What We've Won
by mcjoan
Wed Nov 15, 2006 at 06:44:18 PM PDT
Big Picture
Democrats won six Governorships, and lost none, moving from a deficit of 28-22 to an advantage of 28-22. The gains came in Arkansas, Colorado, Maryland, Massachusetts, New York, and Ohio.In state legislative bodies, Democrats control 56 chambers, Republicans control 40. Two, the Montana House (previously tied) and the Pennsylvania House (previously Republican controlled) are undecided. Democrats took nine legislative chambers, and lost none. The gains came in Indiana (House), Iowa (House and Senate), Michigan (House), Minnesota (House), New Hampshire (House and Senate), Oregon (House), and Wisconsin (Senate). The Iowa Senate was previously tied, and the Oklahoma Senate, previously controlled by Democrats, is also now tied. I believe, however, that the tie in the Oklahoma Senate goes to Democrats, because we have the Governorship there.

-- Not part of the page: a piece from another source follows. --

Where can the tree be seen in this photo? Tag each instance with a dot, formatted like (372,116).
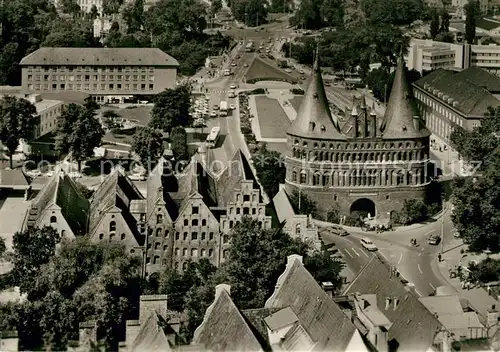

Democrats control 3,964 state legislature seats, and Republicans control 3,307. I do not know how many are controlled by third parties, or are currently undecided. Democrats also have a non-southern majority in state legislature seats for the first time in many years.
My favorite factoid in the state legislative world: there are 400 members in the New Hampshire House of Representatives (that's one representative for every 3090 residents, roughly). We picked up 89 seats in NH to give Dems the majority in the House for the first time since at least 1922.
Chris makes a number of critical points: we have "restocked our bench," with legions of new potential candidates being groomed for higher office; Dems can start to govern progressively in many states; these gains can be built upon for creating a much more Dem favorable redistricting after the 2010 census.
And here's a great advantage not mentioned by Chris: historically the party that controls the most governorships has the advantage in Presidential elections. If you want to think about it in terms of electoral votes, Democratic governors are in place in states that combined will have 295 electoral votes, up from 126.
Ah, the wisdom of a 50-state strategy.